Classification using symbolic regression

Classification problems are widespread and of great practical importance. In this article, we will show how symbolic regression can be used to solve this kind of problem.

Classification problems

Currently, the most commonly used machine learning method for classification are likely neural networks and their variants, including for instance convolutional neural networks (CNN) for image classification.

Numerically, the problem is quite simple.
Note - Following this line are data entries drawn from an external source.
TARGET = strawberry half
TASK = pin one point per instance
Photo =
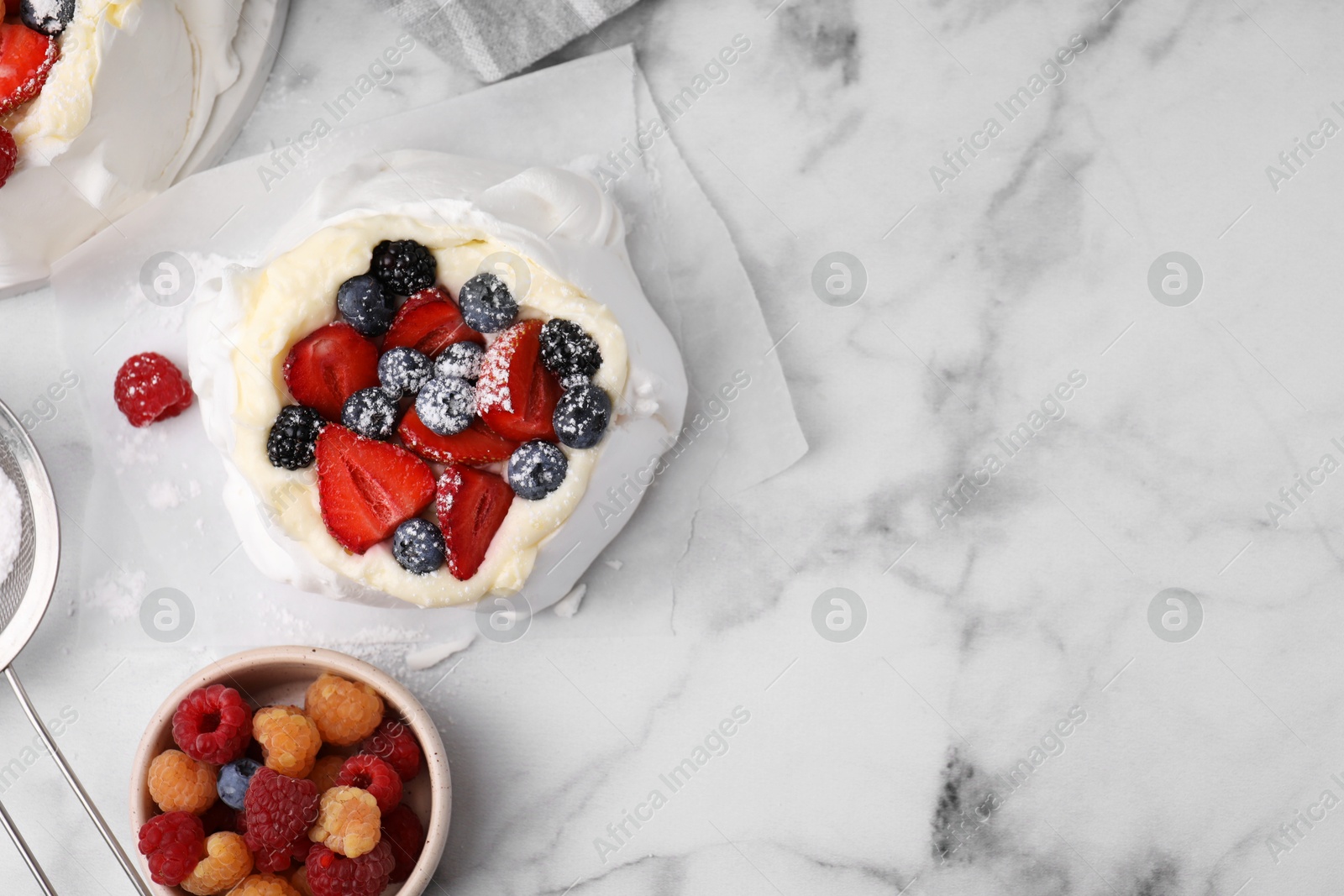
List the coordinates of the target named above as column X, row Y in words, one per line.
column 475, row 445
column 367, row 488
column 470, row 506
column 517, row 396
column 26, row 56
column 429, row 322
column 328, row 365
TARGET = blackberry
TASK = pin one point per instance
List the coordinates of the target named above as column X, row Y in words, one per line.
column 403, row 371
column 461, row 360
column 403, row 266
column 293, row 437
column 365, row 305
column 447, row 406
column 568, row 349
column 582, row 416
column 370, row 412
column 537, row 469
column 487, row 304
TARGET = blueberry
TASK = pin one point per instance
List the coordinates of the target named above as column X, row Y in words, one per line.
column 568, row 349
column 461, row 360
column 582, row 416
column 447, row 406
column 487, row 304
column 292, row 443
column 365, row 305
column 537, row 469
column 370, row 412
column 234, row 779
column 403, row 371
column 403, row 266
column 418, row 546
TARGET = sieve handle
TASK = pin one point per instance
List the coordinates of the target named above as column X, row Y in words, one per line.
column 74, row 783
column 27, row 853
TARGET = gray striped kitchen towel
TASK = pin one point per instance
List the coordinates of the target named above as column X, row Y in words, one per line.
column 496, row 38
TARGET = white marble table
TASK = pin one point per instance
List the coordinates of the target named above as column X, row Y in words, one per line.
column 1010, row 720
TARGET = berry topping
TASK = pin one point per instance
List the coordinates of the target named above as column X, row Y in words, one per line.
column 47, row 16
column 537, row 469
column 289, row 741
column 396, row 746
column 150, row 387
column 403, row 266
column 172, row 846
column 470, row 506
column 8, row 155
column 405, row 833
column 333, row 875
column 429, row 322
column 370, row 412
column 328, row 365
column 582, row 416
column 418, row 546
column 447, row 407
column 366, row 488
column 474, row 445
column 213, row 725
column 461, row 360
column 517, row 394
column 234, row 779
column 569, row 351
column 280, row 809
column 26, row 56
column 402, row 371
column 181, row 783
column 365, row 305
column 293, row 437
column 487, row 304
column 346, row 711
column 223, row 867
column 376, row 777
column 349, row 821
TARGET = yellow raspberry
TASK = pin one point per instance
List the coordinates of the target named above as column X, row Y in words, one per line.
column 181, row 783
column 226, row 862
column 289, row 741
column 346, row 712
column 326, row 772
column 349, row 822
column 264, row 886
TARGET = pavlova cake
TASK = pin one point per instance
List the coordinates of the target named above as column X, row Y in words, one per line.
column 101, row 103
column 416, row 387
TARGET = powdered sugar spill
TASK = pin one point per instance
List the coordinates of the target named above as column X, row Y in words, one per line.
column 11, row 524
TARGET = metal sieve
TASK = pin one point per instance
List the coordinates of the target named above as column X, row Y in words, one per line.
column 24, row 595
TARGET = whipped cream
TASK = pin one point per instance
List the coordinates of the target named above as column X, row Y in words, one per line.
column 120, row 113
column 570, row 237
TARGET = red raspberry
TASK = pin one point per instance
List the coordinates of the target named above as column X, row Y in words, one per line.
column 213, row 725
column 407, row 835
column 394, row 745
column 172, row 844
column 279, row 812
column 333, row 875
column 151, row 389
column 376, row 777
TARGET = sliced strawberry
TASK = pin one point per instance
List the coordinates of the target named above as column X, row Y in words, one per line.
column 470, row 506
column 475, row 445
column 328, row 365
column 429, row 322
column 517, row 396
column 26, row 56
column 367, row 488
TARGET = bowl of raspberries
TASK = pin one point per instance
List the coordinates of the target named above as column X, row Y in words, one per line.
column 291, row 772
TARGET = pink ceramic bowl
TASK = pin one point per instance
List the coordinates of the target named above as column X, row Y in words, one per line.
column 270, row 676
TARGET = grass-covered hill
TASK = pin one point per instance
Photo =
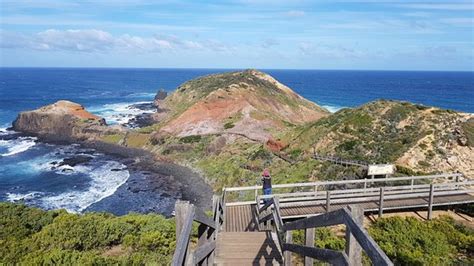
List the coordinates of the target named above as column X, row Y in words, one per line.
column 230, row 126
column 421, row 138
column 418, row 139
column 250, row 103
column 30, row 236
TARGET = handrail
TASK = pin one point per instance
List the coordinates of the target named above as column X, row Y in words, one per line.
column 185, row 214
column 350, row 216
column 345, row 182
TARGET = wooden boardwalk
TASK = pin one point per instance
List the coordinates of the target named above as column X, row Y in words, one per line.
column 259, row 231
column 240, row 216
column 247, row 248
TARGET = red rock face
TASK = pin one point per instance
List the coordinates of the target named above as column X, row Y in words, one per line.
column 61, row 121
column 275, row 145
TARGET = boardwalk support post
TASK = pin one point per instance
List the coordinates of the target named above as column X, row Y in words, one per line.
column 328, row 200
column 181, row 208
column 353, row 249
column 287, row 254
column 382, row 191
column 184, row 213
column 309, row 242
column 430, row 202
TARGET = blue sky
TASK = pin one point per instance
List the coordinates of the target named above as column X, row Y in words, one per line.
column 271, row 34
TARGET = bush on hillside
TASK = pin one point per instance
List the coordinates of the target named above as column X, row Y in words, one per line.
column 32, row 236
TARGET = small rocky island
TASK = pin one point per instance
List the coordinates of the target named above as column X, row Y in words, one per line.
column 228, row 127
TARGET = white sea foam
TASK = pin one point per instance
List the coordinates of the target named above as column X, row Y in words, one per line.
column 119, row 113
column 15, row 146
column 103, row 184
column 142, row 95
column 333, row 108
column 14, row 197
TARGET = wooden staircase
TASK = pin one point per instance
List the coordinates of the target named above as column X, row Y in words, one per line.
column 247, row 248
column 243, row 242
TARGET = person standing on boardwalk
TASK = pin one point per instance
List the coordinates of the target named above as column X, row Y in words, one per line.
column 267, row 183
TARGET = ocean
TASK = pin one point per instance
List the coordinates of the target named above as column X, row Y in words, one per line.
column 30, row 171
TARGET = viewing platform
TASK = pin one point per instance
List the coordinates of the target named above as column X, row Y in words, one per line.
column 248, row 228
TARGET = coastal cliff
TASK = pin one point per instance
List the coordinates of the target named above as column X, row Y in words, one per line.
column 230, row 126
column 248, row 103
column 62, row 121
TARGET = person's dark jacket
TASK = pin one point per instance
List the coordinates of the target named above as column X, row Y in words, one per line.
column 267, row 182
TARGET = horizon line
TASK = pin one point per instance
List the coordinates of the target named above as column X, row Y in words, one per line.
column 226, row 68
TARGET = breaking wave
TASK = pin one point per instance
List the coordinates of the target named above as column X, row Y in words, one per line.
column 119, row 113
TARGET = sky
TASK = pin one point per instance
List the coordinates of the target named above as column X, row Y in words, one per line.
column 265, row 34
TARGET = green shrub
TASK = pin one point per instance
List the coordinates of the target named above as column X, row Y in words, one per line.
column 228, row 125
column 408, row 241
column 191, row 139
column 31, row 236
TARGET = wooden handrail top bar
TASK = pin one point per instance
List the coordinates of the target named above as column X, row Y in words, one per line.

The goal is to have a mathematical operator that returns a different integer number based on the category:

f(input variables) = 0 or 1 or 2

Symbolic regression: how to use it for classification?

Since the output of the classification model needs to be an integer number, a custom symbolic regression search must be employed.

One way to ensure that the formula will return integer numbers only is to search for f(x) such that y = round(f(x)):

Custom symbolic regression search in TuringBot.

This way, the symbolic regression search will not have to waste time on functions that return floating-point values.

Which error metric to use?

For meaningful optimization in the context of a classification problem, two main search metrics should be used: Classification accuracy or F1 score.

Error metrics available in TuringBot.

If the categories are more or less equally likely, classification accuracy is the best choice. But if the category is 0 in nearly all cases and 1 only for a few exceptions, the F1 score is a more appropriate choice.

What if I have several categories?

This is not a problem. Just represent the different categories as different integer numbers: 1 for the first category, 2 for the second one, and so on.

In practice, you are going to have to prepare an input file that will look like this:

input1 input2 input3 classification
0.10456 0.86774 0.64066 1
0.04537 0.23525 0.60929 3
0.01393 0.74641 0.28997 1
0.26839 0.20967 0.04693 2
0.02682 0.90024 0.65051 3